As companies automate simpler customer inquiries, customer service agents are handling more complex, emotionally charged work.
The result is a different kind of service job — one that requires more judgment, more emotional control and more real-time decision making.
“The routine issues are automated or removed or deflected,” said Jonathan Schmidt, senior principal analyst for customer service and support leaders with Gartner. “Agent roles have shifted from more or less execution to more judgment-oriented.”
While AI can reduce some of that burden by improving access to knowledge, summarizing calls and automating manual tasks, agents are increasingly handling edge cases that require judgment or human touch. It also raises the risk of higher employee burnout and declining customer experience quality, as agents are now, in some cases, moving from one complicated issue to another without a mental reset.
“Today, in some extreme cases with clients, you’re getting edge case after edge case after edge case,” said Tim McDougall, managing director and leader of Deloitte’s contact center practice.
It may come as no surprise that 60% of employees don’t want to take on more complex tasks, according to research from Gartner.
More complex interactions can increase handle time, which can, in turn, extend wait times and affect staffing requirements. In an “always on” world, customers have limited patience for delays, especially when they have already tried self-service before reaching a person, McDougall said.
The result: Representatives are all too often faced with frustrated customers as soon as they pick up the line.
Too much information, too little context
Contact centers face another problem: Agents are not always missing information. Sometimes, they have too much information without enough context.
Agents may have access to customer data, scripts, recommendations and prompts, but still lack clear signals about what matters for the specific interaction, Schmidt said. Fragmented technology environments can force them to move across multiple systems to assemble a full picture.
But many organizations are still dealing with fragmented, legacy systems that don’t integrate well, making it harder for agents to access and act on information. As companies built hundreds of disconnected applications over time, agents effectively became responsible for stitching everything together.
“The customer service worker got the shaft and had to sort through all this data and all these systems,” said Nate Brown, co-founder and executive director of CX Accelerator.
Many companies are now repeating that pattern with AI, layering new tools on top of siloed systems — a move that can increase strain on agents and hurt customer experience.

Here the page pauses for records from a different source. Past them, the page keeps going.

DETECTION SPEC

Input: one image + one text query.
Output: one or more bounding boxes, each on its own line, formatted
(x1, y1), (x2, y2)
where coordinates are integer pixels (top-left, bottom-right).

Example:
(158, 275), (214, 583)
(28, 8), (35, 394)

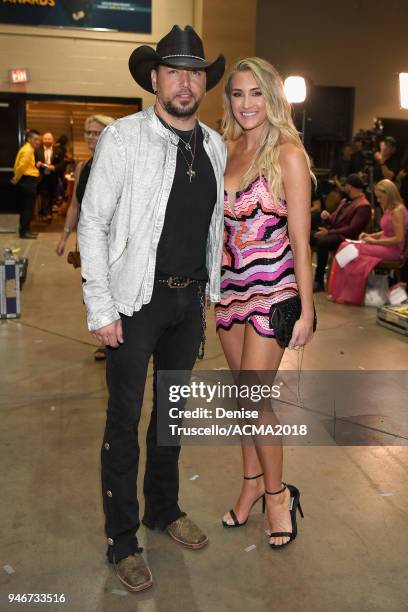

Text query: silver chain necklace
(162, 118), (197, 183)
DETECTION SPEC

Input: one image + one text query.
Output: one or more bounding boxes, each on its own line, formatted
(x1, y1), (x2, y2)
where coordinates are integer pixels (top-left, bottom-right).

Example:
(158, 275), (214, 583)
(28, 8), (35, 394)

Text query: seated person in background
(310, 174), (371, 291)
(331, 143), (353, 190)
(395, 151), (408, 208)
(373, 136), (401, 183)
(351, 136), (367, 173)
(328, 179), (408, 306)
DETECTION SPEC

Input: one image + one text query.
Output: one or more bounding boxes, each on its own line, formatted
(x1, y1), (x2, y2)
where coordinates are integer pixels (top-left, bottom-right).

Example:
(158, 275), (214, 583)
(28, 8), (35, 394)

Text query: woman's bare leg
(241, 324), (292, 546)
(219, 324), (265, 524)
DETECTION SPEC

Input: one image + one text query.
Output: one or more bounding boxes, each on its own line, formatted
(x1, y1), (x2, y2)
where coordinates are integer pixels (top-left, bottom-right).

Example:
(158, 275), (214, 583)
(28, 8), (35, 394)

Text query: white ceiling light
(399, 72), (408, 109)
(284, 76), (306, 104)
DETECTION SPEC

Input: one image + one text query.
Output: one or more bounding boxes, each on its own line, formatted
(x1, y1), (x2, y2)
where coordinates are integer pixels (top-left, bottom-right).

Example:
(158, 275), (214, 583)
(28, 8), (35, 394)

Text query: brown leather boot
(167, 516), (208, 548)
(114, 553), (153, 592)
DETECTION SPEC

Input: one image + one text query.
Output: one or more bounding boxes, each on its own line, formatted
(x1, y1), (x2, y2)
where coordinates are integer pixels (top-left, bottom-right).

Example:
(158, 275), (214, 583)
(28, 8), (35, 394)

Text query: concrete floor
(0, 232), (408, 612)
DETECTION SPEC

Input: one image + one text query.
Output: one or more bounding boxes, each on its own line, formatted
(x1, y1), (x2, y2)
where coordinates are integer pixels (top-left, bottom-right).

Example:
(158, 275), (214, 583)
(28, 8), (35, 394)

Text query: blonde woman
(56, 115), (115, 360)
(216, 57), (314, 548)
(327, 179), (408, 306)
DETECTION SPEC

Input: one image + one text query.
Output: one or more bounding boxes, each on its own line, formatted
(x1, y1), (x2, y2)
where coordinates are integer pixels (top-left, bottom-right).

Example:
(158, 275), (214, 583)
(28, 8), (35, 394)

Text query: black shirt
(156, 117), (217, 280)
(373, 153), (401, 183)
(75, 157), (93, 208)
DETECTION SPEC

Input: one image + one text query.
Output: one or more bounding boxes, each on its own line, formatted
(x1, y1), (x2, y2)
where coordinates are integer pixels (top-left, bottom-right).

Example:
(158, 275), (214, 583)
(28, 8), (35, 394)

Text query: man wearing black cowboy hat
(78, 26), (226, 591)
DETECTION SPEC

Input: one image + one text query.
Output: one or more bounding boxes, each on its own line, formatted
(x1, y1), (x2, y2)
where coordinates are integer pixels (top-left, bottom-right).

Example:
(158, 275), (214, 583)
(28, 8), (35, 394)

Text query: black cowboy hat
(129, 25), (225, 93)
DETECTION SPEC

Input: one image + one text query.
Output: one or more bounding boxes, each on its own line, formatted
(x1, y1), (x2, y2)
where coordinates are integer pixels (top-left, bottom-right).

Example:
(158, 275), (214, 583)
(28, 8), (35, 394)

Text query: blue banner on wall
(0, 0), (152, 33)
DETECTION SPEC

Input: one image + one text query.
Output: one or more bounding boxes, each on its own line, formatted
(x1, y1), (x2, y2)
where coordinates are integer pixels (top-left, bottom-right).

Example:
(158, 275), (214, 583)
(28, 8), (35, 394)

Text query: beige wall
(257, 0), (408, 130)
(0, 0), (256, 127)
(200, 0), (257, 127)
(0, 0), (195, 106)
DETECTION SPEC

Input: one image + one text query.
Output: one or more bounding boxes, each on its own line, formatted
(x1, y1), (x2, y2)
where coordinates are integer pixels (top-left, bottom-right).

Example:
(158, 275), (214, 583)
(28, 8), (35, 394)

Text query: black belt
(154, 275), (206, 289)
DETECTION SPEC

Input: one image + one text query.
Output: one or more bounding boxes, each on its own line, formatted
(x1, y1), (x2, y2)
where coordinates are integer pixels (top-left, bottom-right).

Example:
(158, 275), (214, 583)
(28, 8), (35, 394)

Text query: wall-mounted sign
(9, 68), (30, 84)
(0, 0), (152, 33)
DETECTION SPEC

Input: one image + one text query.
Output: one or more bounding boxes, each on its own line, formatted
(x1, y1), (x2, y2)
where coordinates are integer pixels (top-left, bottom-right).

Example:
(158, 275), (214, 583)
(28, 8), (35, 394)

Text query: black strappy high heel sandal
(265, 482), (304, 548)
(222, 473), (266, 527)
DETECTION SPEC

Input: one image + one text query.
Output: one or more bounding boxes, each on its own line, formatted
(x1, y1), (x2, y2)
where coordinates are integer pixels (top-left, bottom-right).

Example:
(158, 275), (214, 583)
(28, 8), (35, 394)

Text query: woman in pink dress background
(328, 179), (408, 306)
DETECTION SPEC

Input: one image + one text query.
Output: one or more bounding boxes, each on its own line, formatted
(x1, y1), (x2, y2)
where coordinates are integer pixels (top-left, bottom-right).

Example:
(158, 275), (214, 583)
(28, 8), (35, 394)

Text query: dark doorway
(295, 85), (354, 168)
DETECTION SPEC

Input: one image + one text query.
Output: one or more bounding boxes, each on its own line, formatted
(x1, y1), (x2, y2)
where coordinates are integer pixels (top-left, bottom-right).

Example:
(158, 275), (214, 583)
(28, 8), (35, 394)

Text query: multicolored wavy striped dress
(215, 176), (298, 337)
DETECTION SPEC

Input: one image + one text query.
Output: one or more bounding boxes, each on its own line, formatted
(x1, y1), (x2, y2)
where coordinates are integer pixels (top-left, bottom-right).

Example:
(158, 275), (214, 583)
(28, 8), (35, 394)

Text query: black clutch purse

The burden grows when information is inaccessible, incomplete or poorly organized.
“Information is the lifeblood of the work,” Brown said. “Where it becomes overwhelming is when the information isn’t there, when there are gaps in the information, or when it’s not properly organized.”
That distinction matters for AI implementation.
“AI reduces cognitive load only when it pairs the relevant context with the actual guidance,” Schmidt said. Otherwise, poor implementations can “filter complexity towards the agents instead of eliminating it.”
AI can be powerful when customer data and knowledge bases are consolidated, Experience Investigators CEO Jeannie Walters said. But if companies do not structure data correctly, agents may still have to search across multiple places while also learning and supervising new tools.
Tools that surface relevant information without requiring manual search can reduce cognitive load, McDougall said.
But many implementations focus on guidance without enough context, requiring agents to evaluate, override or justify system recommendations, Schmidt said.
How agent overload can diminish service quality
Juggling multiple channels and real-time prompts can erode agent confidence during live interactions.
Customers feel the effects, too. Overloaded agents may rely more on scripts, making interactions feel less empathetic, Walters said.
Customers pick up on how agents feel, Brown said. “If the service agent feels helpless because the tools are broken, the data is not there or there’s just too much going on, it’s too hard, and the customer is going to feel helpless.”
Empathy is finite, and agents are being asked to show empathy even as their own decision fatigue grows, Walters said. If AI handles easier tasks, agents may lose the lighter interactions that once gave them a break.
High cognitive load can lead to emotional fatigue and reduced confidence, even among experienced agents, Schmidt said. Gartner research has found that technology environments with lots of guidance but limited context are associated with higher turnover intent, he said.
The issue is also financial. Replacing a skilled agent can cost tens of thousands of dollars in some cases, and losing experienced employees removes people who already know how to navigate complexity, Walters said.
Beyond technology
Reducing the burden on agents requires more than adding technology. Leaders should design tools around how decisions are made, ensuring they clarify what is happening, why it matters and what the agent should do next, Schmidt said.
Some companies are exploring dynamic routing that would give agents easier calls after emotionally difficult ones, but the model may be difficult to scale, McDougall said. Schmidt also pointed to breaks, workforce management design and task variation as ways to reduce strain.
Brown framed the problem more broadly: Companies cannot treat customer service as a role that can be boxed in and automated. The work is changing, and leaders need to involve agents in that change.
So, while AI may still reduce agent burden, it does so only when organizations design the work around context, workflow and human limits. Otherwise, the technology meant to make service easier can leave both customers and agents facing the hardest parts of the experience.
“There are no easy calls anymore,” Walters said.